Annex Road between Blenheim and Birmingham Roads is a busy industrial area with heavy vehicles and lots of cars. It is also about the only convenient north south link for those coming from the south west. The proposed infrastructure was originally consulted on back in December 2014. Spokes Canterbury made a submission which called for a complete redesign as what was on offer would discourage both experienced cyclists and the ‘interested but concerned’ cyclists. It was hoped that the Nor’West Arc consultation would offer that opportunity.

Working from a creative solution to the unaligned intersections of Hansons/Blenheim/Annex gave hope. And it starts out strong at Blenheim Road with a 4m wide shared path on the west side of Annex Road heading south. A narrow 1.6m wide cycle lane is provided on the east of Annex to accommodate cyclists coming from Blenheim west bound. OK, a good effort.

At Lunns Road (railway tracks) the 1.6m wide cycle lane ends. Those riders are to dismount and use the cycle/pedestrian crossing to access the shared path on the west side. With the additional traffic the shared path shrinks to 3.3m width.

At Venture Place pedestrians and cyclists are to cross through queued traffic with an ‘island’ refuge in the centre. No signal provided. As designed this is a conflict point and someone could easily get hurt. Shortly past this hurdle the shared path is replaced with a 3m wide bidirectional cycle path with adjoining footpath.

The same crossing design is offered again at Nazareth Place. Once across it is all shared space and bus stop until 220 Annex when the 3m wide bidirectional path with footpath reappears. Also appearing here is a shared path of unstated width on the other (north) side of the road. Just how people on bikes or foot got there from the south side is not shown. With no crossing provided this is a conflict point and safety concern.

Perhaps the new lane is meant for those brave cyclists who gave up on the confusing infrastructure and chose to mix it up with the heavy vehicles and traffic. (Not a real good choice.) Either way it appears to be there so that people heading onto Birmingham Road don’t clog up the intersection of Annex/Birmingham/Wigram which is also where the Little River MCR joins up to continue south on Annex Road.

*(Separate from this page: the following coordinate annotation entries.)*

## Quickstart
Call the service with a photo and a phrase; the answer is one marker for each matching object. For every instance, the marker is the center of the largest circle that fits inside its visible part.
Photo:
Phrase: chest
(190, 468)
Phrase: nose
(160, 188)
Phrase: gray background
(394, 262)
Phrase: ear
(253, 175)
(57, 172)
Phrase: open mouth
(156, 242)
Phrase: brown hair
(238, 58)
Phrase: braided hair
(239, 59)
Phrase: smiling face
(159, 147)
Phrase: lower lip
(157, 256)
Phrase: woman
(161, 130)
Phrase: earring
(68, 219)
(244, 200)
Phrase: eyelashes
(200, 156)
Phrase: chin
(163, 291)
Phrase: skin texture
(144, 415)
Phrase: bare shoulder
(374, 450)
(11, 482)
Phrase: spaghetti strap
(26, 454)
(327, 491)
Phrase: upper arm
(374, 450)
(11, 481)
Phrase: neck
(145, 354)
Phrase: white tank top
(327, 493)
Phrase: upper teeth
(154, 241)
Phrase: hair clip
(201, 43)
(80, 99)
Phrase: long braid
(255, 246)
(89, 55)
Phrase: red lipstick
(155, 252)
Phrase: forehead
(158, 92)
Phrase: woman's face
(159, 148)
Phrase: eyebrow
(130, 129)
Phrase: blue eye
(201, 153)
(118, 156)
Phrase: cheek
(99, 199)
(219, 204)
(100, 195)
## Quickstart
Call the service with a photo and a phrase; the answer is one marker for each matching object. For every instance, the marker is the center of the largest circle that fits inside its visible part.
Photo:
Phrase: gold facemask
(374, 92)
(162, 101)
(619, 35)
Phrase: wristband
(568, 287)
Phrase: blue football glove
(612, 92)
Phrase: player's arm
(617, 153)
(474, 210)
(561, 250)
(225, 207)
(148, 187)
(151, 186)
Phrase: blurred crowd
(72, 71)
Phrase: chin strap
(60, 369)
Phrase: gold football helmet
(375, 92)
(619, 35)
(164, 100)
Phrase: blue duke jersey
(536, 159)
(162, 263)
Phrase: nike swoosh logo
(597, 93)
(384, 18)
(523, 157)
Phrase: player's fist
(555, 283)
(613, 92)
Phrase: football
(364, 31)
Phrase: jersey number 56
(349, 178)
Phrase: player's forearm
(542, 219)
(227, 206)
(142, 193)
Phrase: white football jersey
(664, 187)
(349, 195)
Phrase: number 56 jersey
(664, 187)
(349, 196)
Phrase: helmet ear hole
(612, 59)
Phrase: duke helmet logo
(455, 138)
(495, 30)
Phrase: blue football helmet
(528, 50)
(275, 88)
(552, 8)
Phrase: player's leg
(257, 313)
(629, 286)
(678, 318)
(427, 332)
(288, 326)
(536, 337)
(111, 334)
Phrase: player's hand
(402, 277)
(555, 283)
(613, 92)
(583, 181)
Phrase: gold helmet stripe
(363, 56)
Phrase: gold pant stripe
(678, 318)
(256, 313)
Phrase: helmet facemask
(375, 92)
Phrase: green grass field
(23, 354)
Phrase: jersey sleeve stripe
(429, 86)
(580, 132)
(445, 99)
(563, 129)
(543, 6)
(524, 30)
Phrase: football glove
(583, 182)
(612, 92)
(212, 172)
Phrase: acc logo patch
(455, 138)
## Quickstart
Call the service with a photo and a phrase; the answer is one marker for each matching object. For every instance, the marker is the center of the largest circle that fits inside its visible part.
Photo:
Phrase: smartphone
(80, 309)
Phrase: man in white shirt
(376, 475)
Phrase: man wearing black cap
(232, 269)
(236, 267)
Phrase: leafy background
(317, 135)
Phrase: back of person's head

Shortly before the intersection the south side path vanishes into a shared space at the intersection. This is a common feature for many of the intersections throughout this project.

It would seem that CCC has decided that the ‘interested but concerned’ prefer to dismount a lot rather than riding efficiently to their destinations. Probably not a bad thought, but once a person builds confidence as a rider they generally get frustrated by such interruptions. Those who prefer riding get to share the road. Motorists may not take kindly to this insisting that people on bicycles have that wonderful infrastructure off the road.

Fortunately this busy intersection does have signals. Once across and through the shared space a 3.8m wide shared path returns on Annex Road. It continues to the end of the cul de sac and the Marylands Reserve cycle path and Southern Motorway underpass.

As designed this is confusing, ever changing, inconvenient and downright dangerous. The Cycle Design Guidelines state “Major cycleways should aim to cater for both adults and children (10 years and over). They should provide safe links to popular destinations and key activity centres and offer the highest level of service to cyclists.”

CCC has responded to pressure from NIMBY’s on Victoria Street, the Papanui Parallel MCR and has even extended the submission deadline for the Heathcote Express, Ferry Road section, in response to public outcries. So, please, cry out for the safety of all who will need to use this route. Follow the link above, make a submission and insist that unacceptable dangerous infrastructure is just that. CCC responds to numbers. People who cycle will need to make sure they respond.